Thereafter, defendants made various motions and the motion judge
entered several orders compelling the production of plaintiff's
expert reports, but no such reports were produced. On July 8,
1994, the motion judge ordered plaintiff to provide an expert
liability report within ninety days or be barred from introducing
expert testimony at the time of trial. Plaintiff failed to submit
a report by the determined deadline.
On December 2, 1994, the motion judge granted Dr. Chung-Loy's
motion for partial summary judgment against plaintiff on the issues
of res ipsa loquitur and common knowledge. The judge further
ordered the exclusion of plaintiff's expert testimony on the issue
of liability, and noted that informed consent was the sole issue to
be tried.
On October 27, 1995, the judge entered an order compelling
plaintiff to provide fully responsive and more specific answers to
various interrogatories submitted by Dr. Chung-Loy. In February
1996, the judge, following a case management conference, ordered
that Dr. Chung-Loy appear for deposition and that discovery be
completed within thirty days of January 29, 1996.
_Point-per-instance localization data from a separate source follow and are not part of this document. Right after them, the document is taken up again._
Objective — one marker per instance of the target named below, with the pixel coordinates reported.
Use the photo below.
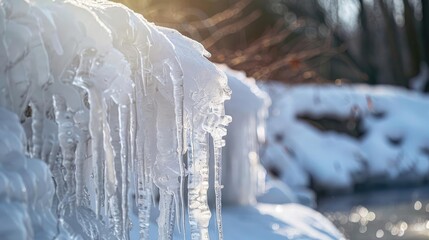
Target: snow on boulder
(343, 135)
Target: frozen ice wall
(111, 102)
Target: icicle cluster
(111, 102)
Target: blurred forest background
(307, 41)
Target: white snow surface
(393, 149)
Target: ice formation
(392, 149)
(244, 176)
(111, 102)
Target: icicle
(199, 212)
(81, 121)
(67, 141)
(95, 123)
(178, 95)
(37, 129)
(110, 182)
(166, 216)
(145, 115)
(124, 115)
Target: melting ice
(112, 104)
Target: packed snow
(390, 146)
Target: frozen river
(380, 214)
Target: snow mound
(111, 102)
(343, 135)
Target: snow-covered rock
(391, 145)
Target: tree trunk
(394, 46)
(412, 40)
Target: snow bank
(114, 102)
(391, 144)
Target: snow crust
(114, 103)
(393, 148)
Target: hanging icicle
(115, 102)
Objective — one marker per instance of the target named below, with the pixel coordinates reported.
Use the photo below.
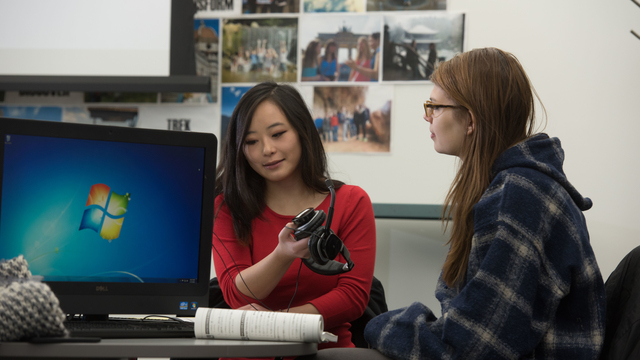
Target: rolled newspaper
(260, 325)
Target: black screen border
(99, 298)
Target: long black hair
(243, 188)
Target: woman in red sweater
(273, 166)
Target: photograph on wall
(353, 118)
(324, 6)
(414, 45)
(259, 49)
(172, 117)
(406, 5)
(126, 116)
(50, 113)
(205, 35)
(270, 6)
(343, 48)
(214, 8)
(230, 97)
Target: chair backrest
(622, 326)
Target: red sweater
(339, 298)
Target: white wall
(585, 65)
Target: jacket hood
(545, 155)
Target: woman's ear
(472, 124)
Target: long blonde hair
(493, 86)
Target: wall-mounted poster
(214, 8)
(120, 97)
(333, 6)
(51, 113)
(414, 45)
(404, 5)
(270, 6)
(353, 118)
(205, 34)
(340, 48)
(259, 49)
(102, 115)
(179, 118)
(42, 97)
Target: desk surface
(128, 348)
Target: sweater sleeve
(508, 302)
(348, 300)
(230, 258)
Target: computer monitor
(116, 220)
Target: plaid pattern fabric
(533, 289)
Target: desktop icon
(105, 211)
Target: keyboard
(130, 328)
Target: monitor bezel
(100, 298)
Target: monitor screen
(109, 214)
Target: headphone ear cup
(316, 219)
(315, 243)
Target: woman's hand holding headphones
(289, 247)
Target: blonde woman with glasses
(520, 280)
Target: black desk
(165, 348)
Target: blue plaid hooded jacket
(532, 290)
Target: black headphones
(324, 244)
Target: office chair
(622, 325)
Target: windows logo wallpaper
(82, 210)
(105, 212)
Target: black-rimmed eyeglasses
(432, 110)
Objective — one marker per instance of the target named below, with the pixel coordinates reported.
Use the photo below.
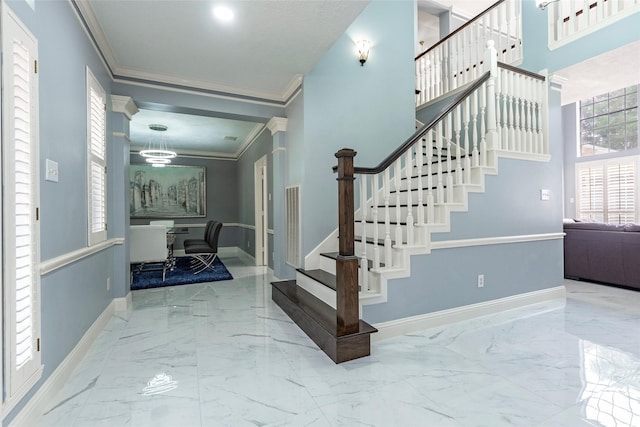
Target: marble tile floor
(223, 354)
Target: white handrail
(456, 60)
(419, 188)
(570, 20)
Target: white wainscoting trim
(524, 156)
(37, 404)
(484, 241)
(53, 264)
(407, 325)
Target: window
(608, 190)
(609, 122)
(20, 201)
(97, 169)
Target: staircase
(471, 119)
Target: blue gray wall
(245, 177)
(510, 206)
(73, 296)
(370, 109)
(222, 199)
(537, 55)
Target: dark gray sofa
(605, 253)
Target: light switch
(52, 171)
(545, 194)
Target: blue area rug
(151, 275)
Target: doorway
(261, 199)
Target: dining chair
(204, 253)
(148, 245)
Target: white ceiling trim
(123, 74)
(251, 136)
(195, 84)
(95, 32)
(200, 92)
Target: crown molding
(556, 81)
(96, 33)
(124, 105)
(251, 136)
(292, 87)
(277, 124)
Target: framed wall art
(171, 191)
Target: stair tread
(321, 276)
(322, 313)
(334, 255)
(370, 240)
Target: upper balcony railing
(572, 19)
(455, 60)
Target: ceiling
(613, 70)
(261, 52)
(260, 55)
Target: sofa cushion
(598, 226)
(632, 227)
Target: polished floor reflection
(223, 354)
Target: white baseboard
(37, 404)
(122, 304)
(407, 325)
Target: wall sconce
(542, 4)
(362, 47)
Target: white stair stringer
(401, 254)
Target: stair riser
(320, 291)
(438, 212)
(329, 265)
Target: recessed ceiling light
(223, 13)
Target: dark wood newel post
(348, 315)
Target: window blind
(607, 191)
(96, 135)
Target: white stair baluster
(467, 146)
(397, 179)
(364, 262)
(448, 137)
(419, 165)
(529, 90)
(430, 197)
(517, 92)
(456, 128)
(375, 190)
(505, 109)
(387, 220)
(498, 108)
(408, 167)
(440, 186)
(483, 138)
(512, 129)
(474, 126)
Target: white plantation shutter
(591, 194)
(96, 135)
(20, 204)
(607, 191)
(621, 191)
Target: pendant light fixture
(157, 151)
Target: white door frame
(260, 216)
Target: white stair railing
(502, 111)
(572, 19)
(456, 59)
(521, 111)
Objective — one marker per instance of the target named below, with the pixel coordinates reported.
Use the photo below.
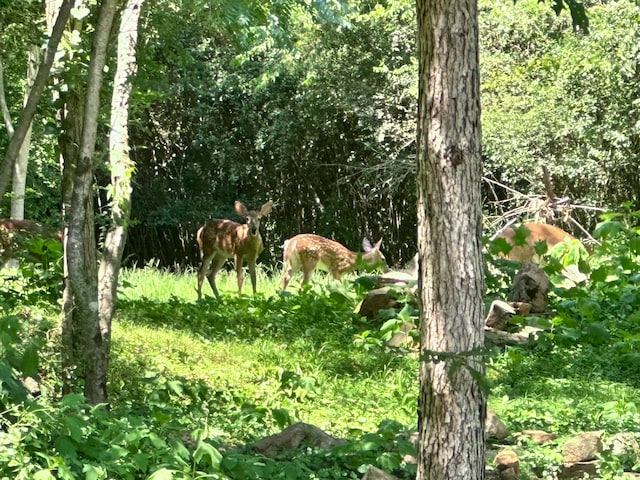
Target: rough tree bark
(80, 251)
(122, 168)
(452, 404)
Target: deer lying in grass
(523, 248)
(307, 252)
(219, 240)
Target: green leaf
(43, 475)
(162, 474)
(30, 360)
(65, 446)
(206, 451)
(92, 472)
(599, 274)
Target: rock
(538, 436)
(377, 299)
(623, 443)
(579, 469)
(374, 473)
(292, 437)
(499, 314)
(531, 285)
(494, 428)
(403, 336)
(507, 464)
(582, 448)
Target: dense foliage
(195, 384)
(315, 109)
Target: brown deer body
(307, 252)
(219, 240)
(539, 232)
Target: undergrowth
(193, 385)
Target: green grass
(290, 351)
(188, 376)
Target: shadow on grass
(319, 321)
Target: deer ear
(266, 208)
(240, 208)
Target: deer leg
(218, 261)
(202, 271)
(307, 271)
(238, 263)
(252, 273)
(287, 272)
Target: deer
(525, 252)
(308, 251)
(219, 240)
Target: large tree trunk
(7, 167)
(80, 252)
(121, 167)
(451, 403)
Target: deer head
(222, 239)
(307, 252)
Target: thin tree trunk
(451, 403)
(122, 167)
(20, 171)
(29, 110)
(81, 246)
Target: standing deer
(307, 251)
(222, 239)
(538, 232)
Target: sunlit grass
(273, 350)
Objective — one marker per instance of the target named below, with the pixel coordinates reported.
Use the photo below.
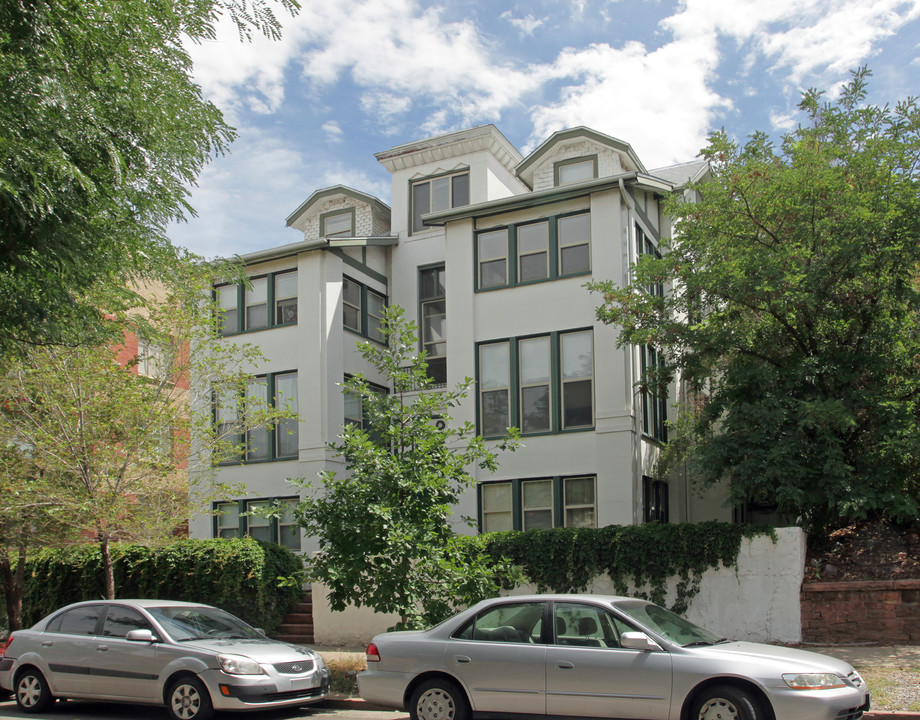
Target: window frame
(243, 525)
(514, 255)
(557, 384)
(419, 226)
(517, 509)
(241, 305)
(560, 165)
(271, 433)
(325, 217)
(437, 363)
(370, 325)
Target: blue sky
(354, 77)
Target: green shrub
(568, 559)
(242, 576)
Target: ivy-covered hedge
(241, 576)
(568, 559)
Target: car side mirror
(638, 641)
(143, 635)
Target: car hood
(789, 659)
(267, 651)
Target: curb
(342, 702)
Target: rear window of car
(78, 621)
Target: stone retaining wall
(839, 613)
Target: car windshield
(202, 623)
(672, 626)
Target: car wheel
(32, 692)
(725, 703)
(439, 699)
(188, 699)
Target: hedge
(242, 576)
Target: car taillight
(373, 654)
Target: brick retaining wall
(885, 612)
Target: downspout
(637, 428)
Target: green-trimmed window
(548, 249)
(433, 314)
(234, 519)
(362, 309)
(540, 384)
(437, 193)
(257, 444)
(270, 301)
(533, 503)
(340, 223)
(566, 172)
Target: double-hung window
(433, 313)
(575, 170)
(438, 193)
(540, 384)
(362, 309)
(239, 420)
(340, 223)
(538, 503)
(654, 400)
(236, 519)
(269, 301)
(548, 249)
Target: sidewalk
(859, 656)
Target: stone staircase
(297, 626)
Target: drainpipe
(637, 429)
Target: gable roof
(524, 170)
(328, 192)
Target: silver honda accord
(192, 658)
(600, 656)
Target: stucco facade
(489, 252)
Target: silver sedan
(192, 658)
(600, 656)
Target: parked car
(192, 658)
(599, 656)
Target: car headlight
(813, 681)
(239, 665)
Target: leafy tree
(793, 314)
(99, 439)
(387, 530)
(102, 130)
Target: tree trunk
(12, 582)
(107, 570)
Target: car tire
(439, 699)
(188, 699)
(31, 691)
(724, 702)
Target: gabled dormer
(574, 156)
(341, 212)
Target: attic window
(338, 224)
(575, 170)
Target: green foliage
(242, 576)
(794, 314)
(102, 131)
(642, 556)
(386, 529)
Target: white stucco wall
(757, 600)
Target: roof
(332, 192)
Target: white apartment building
(488, 251)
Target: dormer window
(438, 193)
(340, 223)
(575, 170)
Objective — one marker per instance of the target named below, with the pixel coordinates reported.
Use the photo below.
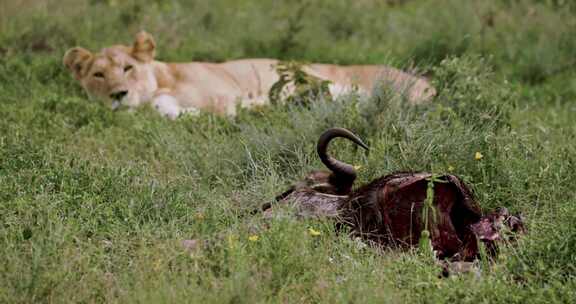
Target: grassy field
(95, 204)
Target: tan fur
(175, 88)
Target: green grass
(94, 204)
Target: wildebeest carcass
(390, 211)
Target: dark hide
(388, 212)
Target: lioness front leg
(169, 106)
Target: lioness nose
(118, 95)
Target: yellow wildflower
(314, 232)
(478, 156)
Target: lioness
(130, 76)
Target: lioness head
(118, 75)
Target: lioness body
(130, 76)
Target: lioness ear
(144, 48)
(76, 60)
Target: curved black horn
(335, 165)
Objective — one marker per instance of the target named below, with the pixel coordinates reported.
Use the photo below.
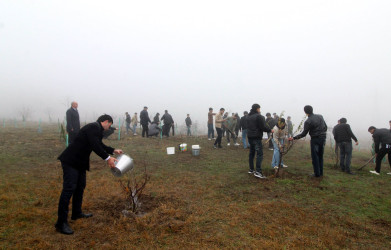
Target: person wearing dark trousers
(343, 136)
(218, 124)
(144, 121)
(317, 128)
(188, 124)
(381, 136)
(211, 133)
(168, 122)
(270, 124)
(256, 126)
(243, 128)
(73, 122)
(75, 161)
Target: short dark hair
(308, 109)
(105, 117)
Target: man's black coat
(87, 140)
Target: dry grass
(190, 202)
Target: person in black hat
(381, 136)
(256, 125)
(317, 127)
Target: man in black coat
(256, 125)
(144, 120)
(73, 122)
(316, 126)
(75, 161)
(381, 136)
(343, 136)
(168, 122)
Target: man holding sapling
(75, 161)
(256, 125)
(343, 136)
(316, 126)
(381, 136)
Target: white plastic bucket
(195, 150)
(183, 147)
(123, 165)
(171, 150)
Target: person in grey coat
(73, 122)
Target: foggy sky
(187, 56)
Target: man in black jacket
(317, 128)
(255, 128)
(343, 136)
(243, 128)
(168, 121)
(381, 136)
(75, 161)
(73, 122)
(188, 124)
(144, 120)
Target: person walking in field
(243, 128)
(317, 128)
(218, 124)
(381, 136)
(278, 137)
(211, 133)
(188, 124)
(75, 161)
(256, 126)
(134, 122)
(127, 120)
(144, 121)
(73, 122)
(168, 121)
(343, 136)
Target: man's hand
(118, 151)
(111, 162)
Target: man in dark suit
(75, 160)
(144, 121)
(73, 122)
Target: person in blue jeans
(317, 128)
(280, 132)
(243, 128)
(211, 133)
(256, 126)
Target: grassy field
(190, 202)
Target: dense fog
(186, 56)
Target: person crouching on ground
(381, 136)
(75, 161)
(279, 134)
(255, 127)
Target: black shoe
(64, 228)
(79, 216)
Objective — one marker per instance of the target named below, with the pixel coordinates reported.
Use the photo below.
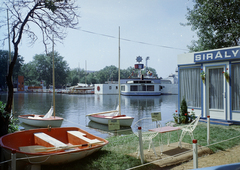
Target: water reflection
(74, 108)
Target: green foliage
(2, 106)
(13, 123)
(41, 69)
(216, 24)
(116, 154)
(4, 59)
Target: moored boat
(41, 120)
(51, 145)
(104, 117)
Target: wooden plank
(30, 149)
(48, 139)
(82, 136)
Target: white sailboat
(103, 117)
(47, 119)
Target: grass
(116, 155)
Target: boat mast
(10, 59)
(119, 88)
(53, 78)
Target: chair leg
(191, 134)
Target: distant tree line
(40, 70)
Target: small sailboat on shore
(41, 120)
(104, 117)
(47, 119)
(46, 146)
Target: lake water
(74, 108)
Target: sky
(147, 28)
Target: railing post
(195, 154)
(208, 130)
(140, 144)
(13, 160)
On March 18, 1996, the judge entered another case management
order directing that: (1) defendant's expert, Dr. James Chandler,
appear for deposition; (2) plaintiff submit on or before April 8,
1996, any expert report responding only to Chandler's report, or be
barred from thereafter serving a responsive report; (3) plaintiff's
expert be produced for deposition between April 8 and 15, 1996, or
be deposed during trial; (4) trial begin on April 15, 1996; and (5)
videotaped depositions be taken of any witness unavailable for
trial. Again, plaintiff failed to submit an expert's report.
Dr. Chung-Loy's counsel requested that plaintiff pay $583.10
for Chandler's deposition taken by plaintiff on March 7, 1996.
Plaintiff refused to pay or respond to the request.
Trial commenced on April 30, 1996. Defendants David M.
Rosenheck, M.D., Marc M. Wolfman, M.D., and John F. Kennedy Medical
Center did not appear and were not represented at trial because
they were not involved in the informed consent issue.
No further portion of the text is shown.